AI will create jobs, millions of jobs, for intelligent people to sift through the AI slop searching for pearls. It will become harder every year, so they will always need more people to do it. It's unclear what happens when the AI slop outpaces humanity's ability to filter it. I guess we can call it "the technological singularity nobody wanted".

[–] cmnybo@discuss.tchncs.de 8 points 4 days ago (2 children)

The bubble will eventually burst and AI will mostly disappear.

[–] cecilkorik@lemmy.ca 1 points 4 days ago

I think that's overly optimistic. I sure hope the bubble bursts soon so tech giants will stop spending countless billions raping the environment and forcing it down our throats. But the tech is out there now, and it's a panacea for spammers, scammers, propagandists, and anyone who wants to subtly manipulate people or push an ideology on a massive scale. It's going to keep being tweaked and adjusted to keep it at least somewhat undetectable on some level, just like spammers have always done, as long as they can still push some of their slop through the filters. The bubble may burst, but the tech is not going away. Even if we outlawed it, that just means only the outlaws will keep using it. And they absolutely will, because the randomness and hallucinations don't bother them. In fact it's not even really much different from the tools they have already used to avoid anti-spam and anti-bot filters. Accuracy is not their goal. The barest hint of believability combined with sheer, overwhelming quantity are their goal. And Generative AI is perfect for that goal.

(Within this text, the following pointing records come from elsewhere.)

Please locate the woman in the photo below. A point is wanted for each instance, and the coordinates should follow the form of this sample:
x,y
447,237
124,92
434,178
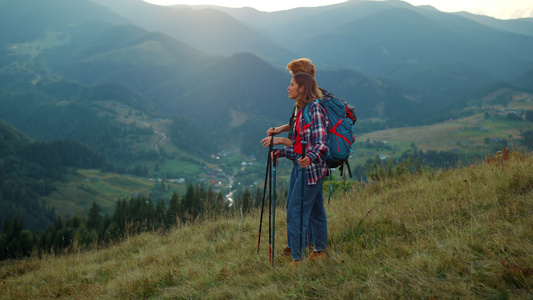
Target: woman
x,y
303,88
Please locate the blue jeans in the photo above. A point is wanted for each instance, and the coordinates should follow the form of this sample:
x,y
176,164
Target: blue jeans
x,y
314,214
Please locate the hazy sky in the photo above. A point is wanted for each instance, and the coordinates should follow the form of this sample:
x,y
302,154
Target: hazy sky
x,y
501,9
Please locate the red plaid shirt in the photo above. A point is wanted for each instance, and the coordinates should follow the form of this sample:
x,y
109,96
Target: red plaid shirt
x,y
316,136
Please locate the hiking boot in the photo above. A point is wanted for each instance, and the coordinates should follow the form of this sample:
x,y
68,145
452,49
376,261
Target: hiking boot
x,y
315,256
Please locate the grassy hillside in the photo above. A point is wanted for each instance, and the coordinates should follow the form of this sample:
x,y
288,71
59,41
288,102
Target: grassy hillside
x,y
464,233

[–] RicoRodriguez42@lemmy.world -4 points 4 days ago (2 children)

Just like in the scifi movies, where robots and ai are basically non-existent.

[–] brsrklf@jlai.lu 6 points 4 days ago

It's not about the concept of AI, it's about current developments in generative AI, which is just one approach for it but has largely hijacked the term. This one could burst and disappear, hopefully replaced by something better, but the general field of AI would not.

Also, I'm not sure where you are going with that argument. Despite being the subject of stories for millennia, nobody has invented dragons yet.

[–] cecilkorik@lemmy.ca 1 points 4 days ago

Almost all distant future hard sci-fi settings have banned or severely limited AGI, sometimes proactively, often making it among the highest universally recognized crimes, sometimes after a war, or sometimes unsuccessfully (in which case the story's going to be about regretting it). Either way, if fiction authors can reliably figure out the inevitable plot line the technology follows, perhaps we will too, eventually.

[–] phutatorius@lemmy.zip 3 points 4 days ago (1 children)

There are no pearls. It's uniform, blenderized raw sewage.

[–] cecilkorik@lemmy.ca 1 points 4 days ago

The pearls I am metaphorically referring to in this case refer to examples of genuine human content, whether that is an intelligent thought, a creative flourish, or a call for emotional connection. These still exist, there are still billions of humans on the planet with largely the same minds and the same needs that they have always had. But the way things are going they will be increasingly buried in increasingly harder to distinguish slop, disconnected from each other as the signal to noise ratio becomes progressively lower.